Desde a ascensão do bolsonarismo, muitos brasileiros se questionam sobre como um movimento político com características desonestas e agressivas conseguiu ganhar força. A resposta para entender essa situação envolve não apenas Jair Bolsonaro e seu círculo próximo, mas também instituições e pessoas que não se alinham com ideais democráticos.
Ao longo dos últimos anos, figuras que deveriam defender a democracia foram complacentes com o avanço do que logo se transformou em um projeto autocrata. Para evitar a volta do partido dos trabalhadores ao poder, aceitaram algumas das posturas mais agressivas de Bolsonaro. Idealizaram sua imagem, acreditando que poderiam controlá-lo e, mesmo com suas ações controvertidas, pretendiam criar espaço para um sucessor que fosse mais alinhado com os interesses do mercado.

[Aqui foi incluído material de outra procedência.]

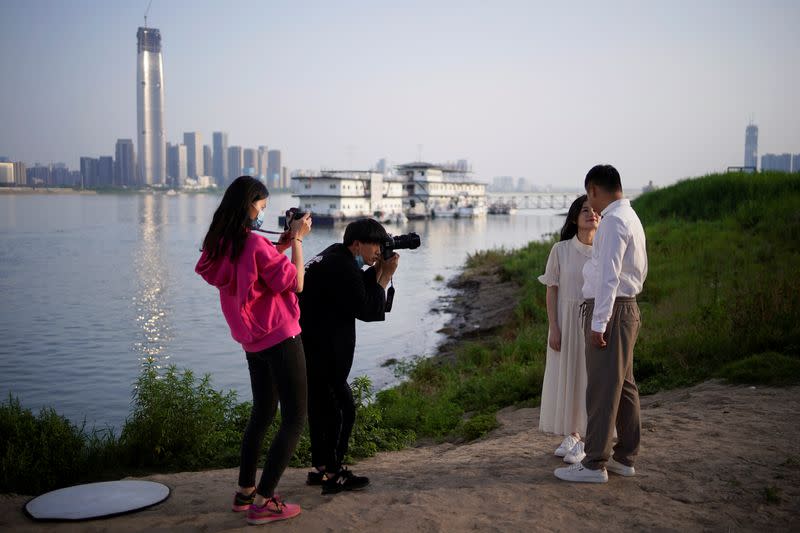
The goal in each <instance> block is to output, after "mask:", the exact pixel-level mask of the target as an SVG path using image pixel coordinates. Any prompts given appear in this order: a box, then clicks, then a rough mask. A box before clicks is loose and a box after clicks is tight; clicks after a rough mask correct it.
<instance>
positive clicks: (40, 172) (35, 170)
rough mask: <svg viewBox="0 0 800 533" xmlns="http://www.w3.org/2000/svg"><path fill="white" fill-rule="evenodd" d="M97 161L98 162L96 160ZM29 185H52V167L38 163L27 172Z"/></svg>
mask: <svg viewBox="0 0 800 533" xmlns="http://www.w3.org/2000/svg"><path fill="white" fill-rule="evenodd" d="M95 161H96V160H95ZM26 174H27V177H28V183H29V184H31V185H34V186H37V185H38V186H41V187H46V186H48V185H50V184H51V180H50V166H49V165H40V164H39V163H36V164H35V165H33V166H32V167H31V168H29V169H27V171H26Z"/></svg>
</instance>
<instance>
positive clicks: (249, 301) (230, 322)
mask: <svg viewBox="0 0 800 533" xmlns="http://www.w3.org/2000/svg"><path fill="white" fill-rule="evenodd" d="M194 271H195V272H197V273H198V274H200V275H201V276H202V277H203V279H204V280H206V281H207V282H208V283H209V284H211V285H213V286H215V287H217V288H218V289H219V301H220V303H221V304H222V314H223V315H225V320H227V321H228V326H230V328H231V336H232V337H233V338H234V340H235V341H236V342H239V343H241V345H242V347H244V349H245V351H247V352H260V351H261V350H265V349H267V348H269V347H270V346H275V345H276V344H278V343H280V342H282V341H284V340H286V339H288V338H289V337H292V336H294V335H299V334H300V323H299V318H300V307H299V306H298V304H297V296H296V295H295V292H294V291H295V289H296V288H297V269H296V268H295V266H294V265H293V264H292V263H291V261H289V258H288V257H286V256H285V255H283V254H282V253H279V252H278V250H276V249H275V246H274V245H273V244H272V243H271V242H269V241H268V240H267V239H265V238H263V237H261V236H259V235H254V234H253V233H248V235H247V240H246V241H245V244H244V250H242V254H241V255H240V256H239V258H238V259H237V260H236V263H232V262H231V260H230V257H229V256H227V255H226V256H224V257H218V258H217V259H216V260H214V261H209V259H208V254H206V252H203V254H202V255H201V256H200V260H199V261H198V262H197V266H196V267H195V269H194Z"/></svg>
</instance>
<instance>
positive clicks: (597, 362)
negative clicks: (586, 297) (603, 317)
mask: <svg viewBox="0 0 800 533" xmlns="http://www.w3.org/2000/svg"><path fill="white" fill-rule="evenodd" d="M593 312H594V300H587V301H586V307H585V309H584V323H583V331H584V336H585V340H586V413H587V415H588V424H587V426H586V436H585V442H586V445H585V451H586V458H584V460H583V461H582V463H583V466H584V467H586V468H589V469H591V470H598V469H600V468H603V467H604V466H605V464H606V461H608V458H609V457H611V452H612V447H611V444H612V440H613V437H614V429H615V428H616V430H617V443H616V444H615V445H614V447H613V452H614V460H615V461H617V462H618V463H621V464H623V465H626V466H633V462H634V460H635V458H636V454H637V453H639V439H640V435H641V431H642V427H641V422H640V420H639V389H638V388H637V387H636V381H635V380H634V379H633V347H634V345H635V344H636V338H637V337H638V336H639V327H640V326H641V315H640V314H639V306H638V305H637V304H636V298H622V297H620V298H617V299H616V300H614V307H613V311H612V313H611V320H610V321H609V322H608V326H606V343H607V345H606V347H605V348H597V347H595V346H592V344H591V342H590V335H591V330H592V313H593Z"/></svg>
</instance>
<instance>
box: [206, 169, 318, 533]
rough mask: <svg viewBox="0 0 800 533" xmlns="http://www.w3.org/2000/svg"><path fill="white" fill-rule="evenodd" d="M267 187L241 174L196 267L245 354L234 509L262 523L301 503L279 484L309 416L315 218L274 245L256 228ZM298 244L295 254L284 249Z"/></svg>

A imprensa teve um papel significativo nesse processo. Ela colaborou para a normalização da figura de Bolsonaro, evitando identificá-lo claramente como um político de extrema direita e oferecendo ampla exposição às suas declarações, muitas vezes bizarras. Essa relação levou a uma banalização de mentiras e ofensas, promovendo uma falsa equivalência entre Lula e Bolsonaro, que contribuiu para a confusão no entendimento público sobre esses dois líderes.
Conforme os eventos se desenrolaram, o País quase foi alvo de um golpe de Estado. Apesar das dificuldades enfrentadas nos últimos anos, parece que as fórmulas que contribuíram para o caos ainda são utilizadas, especialmente em alguns setores do jornalismo.
Um exemplo claro dessa situação aconteceu em um programa da GloboNews, onde o comentarista Joel Pinheiro analisou a repressão violenta imposta por Hugo Motta contra o deputado Glauber Braga, do PSOL. Glauber havia ocupado a Mesa Diretora da Câmara em um protesto contra a iminente cassação de seu mandato. Joel, com formação em Economia e Filosofia, parecia apoiar a ordem de Motta, que acionou a Polícia Legislativa para retirar Glauber de forma abrupta e impediu a entrada de outros deputados e jornalistas no local, cortando inclusive o sinal da TV Câmara.
Embora Joel reconhecesse que Motta foi permissivo com deputados de extrema direita que estiveram na mesma Mesa antes, afirmou que a decisão de agir da forma como fez era correta e propôs uma “tolerância zero” para with o que considera um mal.
Em resposta, Fernando Gabeira, outro comentarista no programa, discordou veementemente. Gabeira, que viveu a repressão durante o Regime Militar, defendeu que Motta deveria ter buscado a negociação, uma abordagem essencial na política. Joel, por sua vez, atacou Glauber, sugerindo que sua ação contra um militante provocador apenas justificava sua cassação. Ele chegou ao ponto de classificar a greve de fome realizada por Glauber em protesto como um “ato autoritário”.
Um tempo depois, Demétrio Magnoli, outro comentarista do mesmo canal, comentou que, embora não simpatizasse com Glauber, reconhecia que ele estava sendo alvo de perseguição por Motta e que a cassação do deputado não estava justificada.
O comportamento de Joel Pinheiro reflete uma postura reacionária que não é nova. Ele havia defendido, no passado, a legalização do comércio de órgãos para transplantes — embora tenha depois alegado mal-entendido — e, mais recentemente, introduziu a noção de “bolsonarismo moderado”. Esses posicionamentos, veiculados em uma emissora de grande alcance, têm o potencial de influenciar muitos telespectadores.
Essa situação ressalta que práticas antidemocráticas não são lutadas apenas por indivíduos com uma postura mais agressiva, como Jair Bolsonaro. Jovens com uma imagem mais “polida” também podem incentivar comportamentos autoritários, mostrando que nem todos os reacionários se apresentam da mesma maneira. Algumas pessoas vestem sapatênis em vez de coturnos, mas ainda promovem atitudes igualmente perigosas para a democracia.